It’s true. You may not like it. You may wonder why I’m writing this. But it’s true, and I’ll get you there.
The word “devil” comes from the Greek word diábolos, which means “accuser.” In early Judaism, unlike modern Christianity, Satan was not viewed as a fallen angel or an adversary to God, but as a prosecutor in God’s court (with God, of course, being the ultimate judge).  In fact, the Old Testament mentions “satan” a scant 14 times: once in 1 Chronicles, 11 times in Job, and twice in Zechariah. In all but one instance, Satan is obediently serving God in his role as an accuser: presenting men to God for judgment. In the original Hebrew, Satan is not a proper name, but a title. The Hebrew term ha-satan or “the Satan,” can be translated as “the prosecutor.”
The book of Job is evidence of ha-satan serving this role. The book opens by saying “One day Sons of God [Bene ha-Elohim] came to present themselves before Yaweh, and the satan [ha-satan] also came among them.” God asks the satan to consider the righteousness of Job, to which the satan replies (in a nutshell), “It’s only because you’ve been so nice to him. Let me ruin his life.” So God does, and it turns out Job really was a pretty decent guy despite having his family slaughtered, his crops burned, and his life destroyed. But at least our prosecutor friend got some trial experience…
4/19/2014 Edit: Found this video and thought it added to the discussion. Please enjoy.
Satan appears again as a prosecutor in the book of Zechariah. Zechariah chapter 3 describes the Angel of Yaweh showing Zechariah a vision of the high priest, Joshua, on trial before the heavenly court: “Then the angel showed me Jeshua the high priest standing before the angel of the Lord. The Accuser, Satan, was there at the angel’s right hand, making accusations against Jeshua.” Joshua stands before the court in dirty, ragged clothing, and God recognizes Joshua’s guilt, but absolves him saying, “See, I have taken away your sins, and now I am giving you these fine new clothes.”

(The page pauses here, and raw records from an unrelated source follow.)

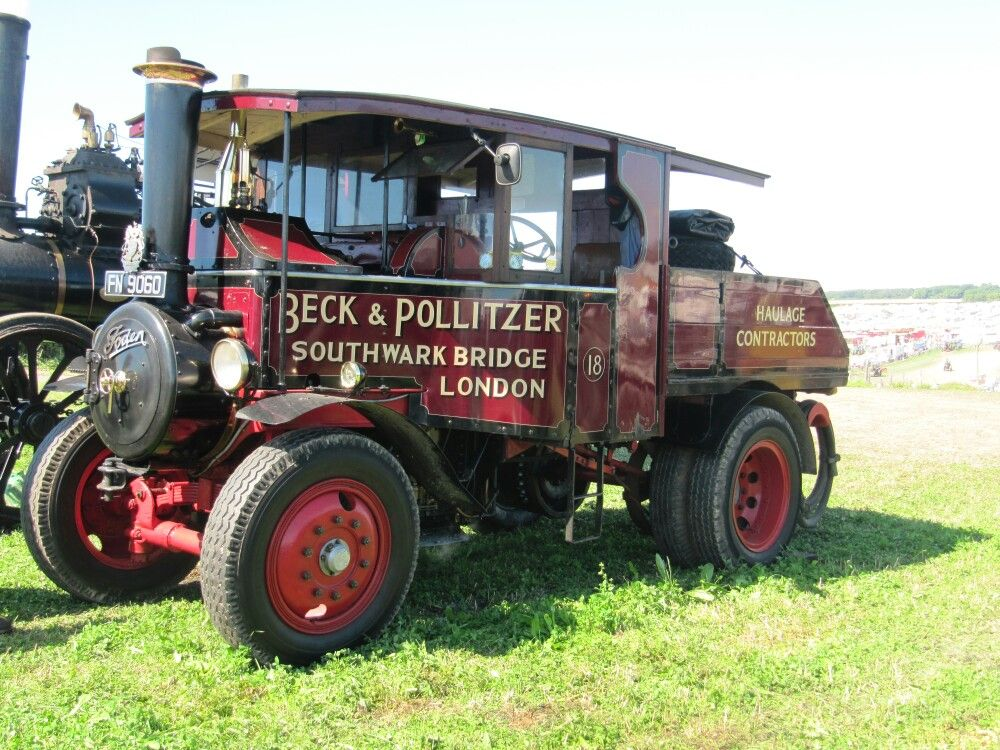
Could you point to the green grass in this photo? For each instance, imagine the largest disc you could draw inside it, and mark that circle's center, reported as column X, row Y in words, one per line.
column 880, row 629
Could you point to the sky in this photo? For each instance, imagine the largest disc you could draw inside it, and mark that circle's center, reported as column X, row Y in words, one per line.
column 878, row 120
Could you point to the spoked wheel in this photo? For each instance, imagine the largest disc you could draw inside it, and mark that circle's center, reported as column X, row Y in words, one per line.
column 311, row 546
column 36, row 350
column 746, row 494
column 79, row 539
column 635, row 486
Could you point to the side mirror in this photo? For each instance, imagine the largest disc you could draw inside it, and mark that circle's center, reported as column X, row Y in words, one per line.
column 508, row 163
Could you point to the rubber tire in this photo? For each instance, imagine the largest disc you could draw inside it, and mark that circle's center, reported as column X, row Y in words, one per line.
column 248, row 510
column 48, row 518
column 712, row 485
column 706, row 254
column 18, row 323
column 668, row 504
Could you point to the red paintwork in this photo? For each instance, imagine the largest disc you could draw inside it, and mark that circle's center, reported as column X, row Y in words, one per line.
column 593, row 367
column 307, row 598
column 812, row 343
column 642, row 174
column 761, row 496
column 819, row 416
column 174, row 537
column 445, row 330
column 694, row 319
column 110, row 523
column 242, row 299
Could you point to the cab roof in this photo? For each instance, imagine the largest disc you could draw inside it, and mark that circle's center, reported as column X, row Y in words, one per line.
column 306, row 106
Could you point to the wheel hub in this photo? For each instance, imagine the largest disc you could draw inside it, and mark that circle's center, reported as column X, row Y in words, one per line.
column 335, row 557
column 33, row 421
column 761, row 498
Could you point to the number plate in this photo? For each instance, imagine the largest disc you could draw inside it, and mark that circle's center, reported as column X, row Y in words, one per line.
column 135, row 284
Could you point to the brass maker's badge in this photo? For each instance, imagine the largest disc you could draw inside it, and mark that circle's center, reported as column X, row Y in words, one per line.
column 133, row 248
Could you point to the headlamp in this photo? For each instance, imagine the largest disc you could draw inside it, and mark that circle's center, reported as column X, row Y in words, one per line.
column 352, row 375
column 232, row 363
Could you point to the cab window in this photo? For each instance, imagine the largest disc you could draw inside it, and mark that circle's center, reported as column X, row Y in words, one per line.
column 359, row 199
column 536, row 211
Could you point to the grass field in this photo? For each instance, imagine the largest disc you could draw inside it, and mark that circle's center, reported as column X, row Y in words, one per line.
column 880, row 629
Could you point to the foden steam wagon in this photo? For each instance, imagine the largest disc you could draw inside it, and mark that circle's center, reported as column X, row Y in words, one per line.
column 400, row 313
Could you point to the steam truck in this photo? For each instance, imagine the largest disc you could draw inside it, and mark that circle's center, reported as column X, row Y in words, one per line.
column 400, row 313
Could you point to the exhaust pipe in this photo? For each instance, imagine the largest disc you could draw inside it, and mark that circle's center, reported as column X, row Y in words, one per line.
column 13, row 59
column 173, row 104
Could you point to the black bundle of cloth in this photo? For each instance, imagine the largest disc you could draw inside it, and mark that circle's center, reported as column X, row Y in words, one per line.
column 701, row 222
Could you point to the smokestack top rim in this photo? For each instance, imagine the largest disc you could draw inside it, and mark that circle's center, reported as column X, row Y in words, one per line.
column 7, row 17
column 166, row 65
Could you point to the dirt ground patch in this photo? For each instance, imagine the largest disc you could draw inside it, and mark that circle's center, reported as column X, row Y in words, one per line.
column 903, row 425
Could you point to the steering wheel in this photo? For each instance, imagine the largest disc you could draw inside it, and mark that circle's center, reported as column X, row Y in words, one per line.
column 542, row 241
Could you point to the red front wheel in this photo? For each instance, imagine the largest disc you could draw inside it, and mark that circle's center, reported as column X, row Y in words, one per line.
column 79, row 538
column 311, row 546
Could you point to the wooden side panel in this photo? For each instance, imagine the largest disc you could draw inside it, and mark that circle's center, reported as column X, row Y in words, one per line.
column 694, row 319
column 642, row 174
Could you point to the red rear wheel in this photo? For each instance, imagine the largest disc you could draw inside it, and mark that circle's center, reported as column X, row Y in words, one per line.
column 745, row 494
column 761, row 497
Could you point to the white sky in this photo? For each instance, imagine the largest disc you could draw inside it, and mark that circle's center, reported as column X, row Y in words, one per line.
column 877, row 120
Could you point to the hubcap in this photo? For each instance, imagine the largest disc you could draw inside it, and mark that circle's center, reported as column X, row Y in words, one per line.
column 762, row 496
column 335, row 557
column 328, row 555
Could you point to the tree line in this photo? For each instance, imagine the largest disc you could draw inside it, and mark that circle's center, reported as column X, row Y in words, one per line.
column 963, row 292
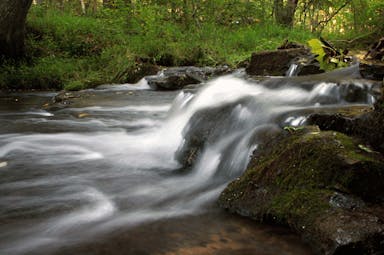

Having established that the Old Testament Satan was a prosecutor in God’s court, we turn to Jesus. As Mark Bennett has previously pointed out, Jesus was a defense lawyer.
In the book of John, a woman is set upon by an angry mob and in jeopardy of being stoned to death. When pressed by the Pharisees, Jesus says, “Let he who is without sin cast the first stone.” Jesus then turns and begins writing something in the dirt. He was likely writing the names of those members of the mob he recognized as sinners. Whatever it was, it worked, and “When the accusers heard this, they slipped away one by one, beginning with the oldest, until only Jesus was left in the middle of the crowd with the woman.”
Legendary Texas defense lawyer, Stuart Kinard, echoed this sentiment and is often quoted as saying, the function of the defense is “protecting the Lord’s children who have fallen short of perfection from the wrath of those who believe they have attained it.”
So there you have it. Satan was a prosecutor and Jesus was a defense lawyer.
But why am I writing this? Do I think that prosecutors are evil? Of course not. In fact most prosecutors I know are decent, professional people trying to do a job. I never have been a prosecutor, and I never could be. But that doesn’t mean prosecutors are the devil. I suppose the point I’m trying to make is that I’m a little tired of the way our culture glorifies law enforcement and prosecutors while demonizing the defense—as though the defense lawyer himself is a snake or a criminal. How did Nancy Grace and her perpetual sneer end up in so many living rooms?
It shows up in less insidious ways as well. People often ask me something that sounds like “How can you defend those people?” or “Don’t you care if your client is guilty?” I’ll leave the answers to those questions for another time, but the fact remains: the conversation has changed and defense lawyers are seen as, at least to some extent, outsiders in today’s society.
Whatever happened to the defense lawyer as a hero? What about Atticus Finch, Matlock, and the Public Defender comics? When did the culture change and why?
 See Lawrence J. Epstein, The Basic Beliefs of Judaism: A Twenty-first-Century Guide to a Timeless Tradition 67 (2013).
 1 Chronicles 21:1; Job 1:6-12; Job 2:1-7; Zechariah 3:1-2.
 The reference in 1 Chronicles refers to Satan without the use of the definite article ha. This was likely a clerical oversight.
 Lawrence at 67.
 “Lord, you are the hope of Israel; all who forsake you will be put to shame. Those who turn away from you will be written in the dust because they have forsaken the Lord, the spring of living water.” Jeremiah 17:13.